“I wish it need not be; I wish it with all my heart,” he said earnestly. “It is desperately hard for both of us.” He raised her hands to his own shoulders and stood looking down at her. “I only send you away, my dearest, because it is the best for you. You know that, Lucienne, don’t you?”

“Yes,” said the girl dreamily, looking up at him and yet through him.

He tightened his grasp of her hands. “Lucienne, my heart, what is it? You are tired out, and I can’t take care of you. I have got to leave you to a stranger . . . I can't even send Louis with you.”

“I knew that Louis would not be able to leave the King,” said Lucienne, and she gently disengaged herself and sat down. “You should have believed me at the first, Gilbert.”

As he looked at her, sitting there pale but smiling, her spirit, as he conceived it, and her beauty so wrought upon Gilbert that his self-restraint began to give way again, and he walked hastily up and down the room. She was going over the sea, away from him, and he longed to take her back with him to Vendée, to clasp her in his arms and to shower kisses on her little pale face. There was no absolutely valid reason against his doing either of these things, except that the first was not in harmony with what he thought best for her, the second, he had learnt, was not to be yet.

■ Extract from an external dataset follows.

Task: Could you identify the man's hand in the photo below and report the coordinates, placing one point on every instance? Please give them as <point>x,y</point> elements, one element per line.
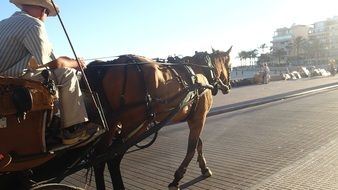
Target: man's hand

As for Lucienne, she sat still with her eyes fixed almost mechanically upon her lover. She had never in her life seen him so moved, but she had passed beyond the region of surprise or even of acute sensation, and she thought, as far as she could think at all, of a burnt letter.

At last Gilbert came to a stand-still in front of her. “I wish you did not look so tired,” he said under his breath. Then he sat down by her and took her hand in both of his and went on speaking in a voice that showed the restraint which he was putting on himself. “My mother will soon go over to take care of you, I hope, Lucienne; and I am sure you will be happy in Suffolk. You will like my uncle; he is extremely kind, and so are my cousins, George and Amelia.”

Some answer was probably required of her, so she said: “It seems strange that you should have English cousins.”

The Marquis nodded, but was not diverted into enlarging on this relationship, so perhaps he had not expected a remark. He went on to talk a little of the journey, of English habits, of Suffolk, and she could not guess, except that his manner was somehow indefinably different, that, as he described Sir William Ashley’s avenue, he saw himself riding up it to claim her. Yet his thought was almost audible in his voice as he said: “I shall come over myself very soon. It may be that we shall have to be married in England, but you must try not to mind that.”

Lucienne's hand was her own again now, and she looked down at his ring as she twisted it on her finger. “I shall not mind,” she said at length.